Regia di Damien Macé, Alexis Wajsbrot vedi scheda film
Lo scherzo telefonico: tema risaputo ed abusato nel thriller, qui ripreso e aggiornato ai tempi dei Social Network. A dispetto di una trama poco avvincente, appare invece interessante la messa in scena opera dei due registi, che dimostrano essere in grado di sapere fare muovere sorprendentemente bene la macchina da presa.
Sam (Gregg Sulkin), Brady (Garrett Clayton) e Jeff (Jack Brett Anderson) sono i titolari del sito web denominato "Prank monkey 69": uno spazio internet nel quale il gruppo di amici riversa video di dubbio gusto, caratterizzati da scherzi telefonici fatti ad ignare persone. Un pomeriggio, dopo che Sam e Brady hanno fatto uno scherzo allo stesso Jeff, i due ricevono una strana telefonata. Il chiamante conosce molti dettagli dei ragazzi: nomi, cognomi, indirizzi. L'anonimo interlocutore, dopo aver catturato i genitori di Brady, e preso contatto via chat, esige sangue. Tanto sangue. Ma chi, e perché, ha iniziato questo sadico gioco, alternando filmati condivisi, chiamate e minacciose richieste?

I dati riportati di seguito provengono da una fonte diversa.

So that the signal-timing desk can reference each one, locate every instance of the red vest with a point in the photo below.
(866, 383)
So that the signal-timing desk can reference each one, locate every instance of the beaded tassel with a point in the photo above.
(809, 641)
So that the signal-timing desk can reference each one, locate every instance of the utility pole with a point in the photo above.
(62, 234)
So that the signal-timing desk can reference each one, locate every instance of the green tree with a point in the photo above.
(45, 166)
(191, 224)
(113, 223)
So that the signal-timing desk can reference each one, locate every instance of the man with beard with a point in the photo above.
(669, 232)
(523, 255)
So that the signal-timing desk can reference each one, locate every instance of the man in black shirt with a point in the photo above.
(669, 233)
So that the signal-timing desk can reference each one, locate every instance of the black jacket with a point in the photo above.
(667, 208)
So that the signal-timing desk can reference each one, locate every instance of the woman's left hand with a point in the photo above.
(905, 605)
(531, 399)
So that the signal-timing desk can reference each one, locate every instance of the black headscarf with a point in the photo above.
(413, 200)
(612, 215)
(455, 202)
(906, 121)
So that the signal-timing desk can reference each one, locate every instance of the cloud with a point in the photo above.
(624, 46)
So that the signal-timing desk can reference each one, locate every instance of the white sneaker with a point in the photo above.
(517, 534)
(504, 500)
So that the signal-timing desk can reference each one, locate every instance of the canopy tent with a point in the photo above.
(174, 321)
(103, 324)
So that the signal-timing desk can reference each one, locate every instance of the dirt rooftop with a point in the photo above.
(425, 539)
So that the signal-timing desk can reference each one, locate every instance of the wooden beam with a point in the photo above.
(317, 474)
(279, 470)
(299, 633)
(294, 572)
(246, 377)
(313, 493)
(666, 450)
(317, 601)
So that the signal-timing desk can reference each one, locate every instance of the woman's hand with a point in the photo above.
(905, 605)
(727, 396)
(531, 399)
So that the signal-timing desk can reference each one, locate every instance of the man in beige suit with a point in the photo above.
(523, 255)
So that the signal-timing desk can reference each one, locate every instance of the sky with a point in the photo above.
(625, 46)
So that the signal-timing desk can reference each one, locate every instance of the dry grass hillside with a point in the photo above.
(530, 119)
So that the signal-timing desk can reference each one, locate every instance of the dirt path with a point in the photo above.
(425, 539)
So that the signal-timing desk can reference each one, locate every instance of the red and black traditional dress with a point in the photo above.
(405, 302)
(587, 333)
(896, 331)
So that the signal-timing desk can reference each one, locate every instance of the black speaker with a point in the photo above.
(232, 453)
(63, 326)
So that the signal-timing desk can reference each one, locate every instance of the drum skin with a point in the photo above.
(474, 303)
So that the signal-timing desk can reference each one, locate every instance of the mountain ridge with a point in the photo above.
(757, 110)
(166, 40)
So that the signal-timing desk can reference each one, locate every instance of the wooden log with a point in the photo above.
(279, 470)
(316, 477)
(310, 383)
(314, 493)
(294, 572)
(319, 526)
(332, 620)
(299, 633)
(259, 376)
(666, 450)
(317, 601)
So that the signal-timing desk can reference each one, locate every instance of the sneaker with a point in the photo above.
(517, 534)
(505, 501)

"Quanti "mi piace" pensate che prenderà Prank monkey 69, pubblicando questo video?" (Domanda del killer dopo aver esposto il video di un omicidio)
Dall'Inghilterra una coppia di registi (Damien Macé e Alexis Wajsbrot) pensa di mettere assieme un classico del cinema giallo come lo scherzo telefonico (già magnificato nel 1965 da William Castle, ne Gli occhi degli altri) con il più recente horror moralista calibrato sullo stile di Saw - L'enigmista. Molto astutamente gli autori ci propongono tre scansafatiche antipatici al limite della sopportazione, che meritano senz'altro una lezione per il tipo di atteggiamento irrispettoso e deprecabile che è al centro della loro filosofia. Al punto che -e questo fa pensare- per tutto il film si tende a parteggiare per Lee, pseudonimo che si è dato il "giustiziere", con unica riserva sulle innocenti vittime che sono poi i genitori di Brady e Peyton (Bella Dayne). Anche il finale sollecita il lato giustizialista, della serie "si raccoglie quel che si semina".
Per il resto il film si dilunga (anche se dura poco più di 80 minuti) in un intreccio risaputo e puramente derivativo (gli scambi dei corpi nel finale arrivano pari pari dal già citato Saw). È vero, a causa di un paio di incredibili piano-sequenza la mascella cade al suolo: la telecamera gira vorticosamente su se stessa, attraversa una finestra chiusa, precipita in picchiata, entra in un'auto (senza alcun motivo!) ne esce sorvolando il suolo sino ad una porta, si insinua nel buco della serratura, attraversandolo, per entrare -capovolta- in un appartamento. Virtuosismi che ricordano le spericolate sperimentazioni di Sam Raimi ne La casa, avvicendate ai non sense della gru Louma, in Tenebre di Dario Argento. Però si tratta di pochissimi secondi, oltre i quali resta ben poca cosa, ovvero i cinque minuti iniziali, girati con senso della tensione, che sono poi anche la chiave di volta che spalanca la porta alle motivazioni dell'assassino. Per il resto noia quasi assoluta, intervallata da dialoghi frenetici, poco articolati, e -cosa gravissima dato il sottogenere- pochissimo splatter. Sicuramente da preferirgli, il già menzionato, Gli occhi degli altri.